Just download a model from HuggingFace?

elixir-nx / bumblebee

Pre-trained Neural Network models in Axon (+ 🤗 Models integration)

Apache License 2.0

1.26k stars 90 forks source link

Just download a model from HuggingFace? #363

Closed lawik closed 3 months ago

lawik commented 3 months ago

Hey

I was looking to set up something where I am loading models from a nearby S3 bucket, or even using an S3 as a pass-through cache for models. And I realized there are no public functions for triggering just the download so when I try to download it I also have to load it which in some cases takes more time than the download and is entirely unnecessary for the purposes of then putting it somewhere else :D

I can use private APIs to make some progress but I'm essentially re-implementing stuff already there.

If most of load_model could be broken out to be available as a download_model. Probably same with other load_X things. Then it would be fairly easy to add options for people who don't want to hassle HuggingFace too much.

josevalim commented 3 months ago

The load model should be fast compared to the download, as it does not compile anything, and it will help validate you have downloaded the right artifact. And I believe safe tensors, which we want to make the default, load parameters lazily, so it should be even less work.

lawik commented 3 months ago

Maybe the right idea but this makes it kind of rough if you just want to load/upload the model on machine that isn't set up for inference. Or at least with the times I'm seeing.
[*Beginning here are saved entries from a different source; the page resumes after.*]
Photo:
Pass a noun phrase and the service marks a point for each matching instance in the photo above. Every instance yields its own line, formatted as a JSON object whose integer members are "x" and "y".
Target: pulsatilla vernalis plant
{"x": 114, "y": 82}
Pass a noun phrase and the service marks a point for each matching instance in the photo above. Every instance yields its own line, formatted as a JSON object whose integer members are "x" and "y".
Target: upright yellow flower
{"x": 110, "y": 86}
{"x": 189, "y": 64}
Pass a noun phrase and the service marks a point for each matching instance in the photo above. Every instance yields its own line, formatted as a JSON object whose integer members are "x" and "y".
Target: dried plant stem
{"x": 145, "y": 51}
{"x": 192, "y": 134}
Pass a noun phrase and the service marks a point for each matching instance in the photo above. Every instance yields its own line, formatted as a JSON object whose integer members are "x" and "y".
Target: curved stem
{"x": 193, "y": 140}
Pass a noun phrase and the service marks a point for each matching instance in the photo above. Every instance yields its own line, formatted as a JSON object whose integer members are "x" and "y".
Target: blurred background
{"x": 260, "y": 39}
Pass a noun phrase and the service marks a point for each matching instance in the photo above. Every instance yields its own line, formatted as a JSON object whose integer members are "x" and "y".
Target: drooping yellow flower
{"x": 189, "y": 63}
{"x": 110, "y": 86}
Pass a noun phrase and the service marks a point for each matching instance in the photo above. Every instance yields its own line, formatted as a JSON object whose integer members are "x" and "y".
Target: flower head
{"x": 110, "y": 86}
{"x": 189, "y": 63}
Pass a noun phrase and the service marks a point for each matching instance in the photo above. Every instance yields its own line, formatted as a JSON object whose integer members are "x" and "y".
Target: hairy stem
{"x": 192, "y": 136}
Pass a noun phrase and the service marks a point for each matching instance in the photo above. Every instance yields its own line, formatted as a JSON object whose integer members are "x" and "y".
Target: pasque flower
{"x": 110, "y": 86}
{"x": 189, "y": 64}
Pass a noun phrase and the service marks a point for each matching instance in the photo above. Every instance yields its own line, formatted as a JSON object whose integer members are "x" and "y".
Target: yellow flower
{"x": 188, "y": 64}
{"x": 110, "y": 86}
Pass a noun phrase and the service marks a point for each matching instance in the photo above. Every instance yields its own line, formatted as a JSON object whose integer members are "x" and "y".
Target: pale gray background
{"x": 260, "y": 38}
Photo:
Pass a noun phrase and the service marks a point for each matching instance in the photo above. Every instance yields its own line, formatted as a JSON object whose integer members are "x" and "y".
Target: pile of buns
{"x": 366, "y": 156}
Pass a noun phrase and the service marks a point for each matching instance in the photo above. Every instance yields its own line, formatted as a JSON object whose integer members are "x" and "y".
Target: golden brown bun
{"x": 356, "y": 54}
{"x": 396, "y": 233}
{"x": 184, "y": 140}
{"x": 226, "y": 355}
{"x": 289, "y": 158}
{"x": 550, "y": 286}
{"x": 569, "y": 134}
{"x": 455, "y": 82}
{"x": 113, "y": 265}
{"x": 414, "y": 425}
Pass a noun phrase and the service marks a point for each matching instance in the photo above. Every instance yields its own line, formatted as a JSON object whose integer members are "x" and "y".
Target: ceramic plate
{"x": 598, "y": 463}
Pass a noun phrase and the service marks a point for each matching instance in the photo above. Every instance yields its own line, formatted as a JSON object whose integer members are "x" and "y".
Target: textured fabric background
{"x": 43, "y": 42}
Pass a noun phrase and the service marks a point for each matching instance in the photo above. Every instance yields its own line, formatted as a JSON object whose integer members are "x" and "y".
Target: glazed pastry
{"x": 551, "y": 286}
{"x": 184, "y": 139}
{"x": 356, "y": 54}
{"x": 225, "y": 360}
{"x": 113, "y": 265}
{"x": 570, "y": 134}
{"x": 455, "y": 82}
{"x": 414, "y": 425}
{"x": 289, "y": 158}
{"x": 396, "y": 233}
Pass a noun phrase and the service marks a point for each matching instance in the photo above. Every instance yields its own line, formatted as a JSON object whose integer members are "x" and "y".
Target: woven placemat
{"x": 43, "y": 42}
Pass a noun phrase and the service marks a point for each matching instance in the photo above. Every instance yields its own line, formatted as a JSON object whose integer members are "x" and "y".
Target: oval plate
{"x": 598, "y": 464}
Example: https://huggingface.co/google-bert/bert-base-cased

Download, clocked by counting out loud while the progress bars were going:

~14 seconds

Total load_model execution time:

76 seconds

Tested with:

:timer.tc(fn -> Bumblebee.load_model({:hf, "google-bert/bert-base-cased"}) end) |> elem(0) |> then(& &1 / 1000) |> IO.inspect(label: "ms")

No configuration done at all.

lawik commented 3 months ago

Ideally I'd love to stream the download from hugging face to an S3-compatible but that is further out of scope from what Bumblebee is about.

jonatanklosko commented 3 months ago

You can take files from HF repository and put in S3 or wherever, then when you download onto the local machine use {:file, path_to_repo_dir} (just make sure you don't copy parameter files in multiple formats, as that would be unnecessary).

In the future we may have our own serialisation format for things, but I don't think we should be exposing the download of hf/transformers files.

76 seconds

You'd need to use EXLA.Backend, because there are some transformations that are going to be slow otherwise.

lawik commented 3 months ago

That was a lot faster. I can make do.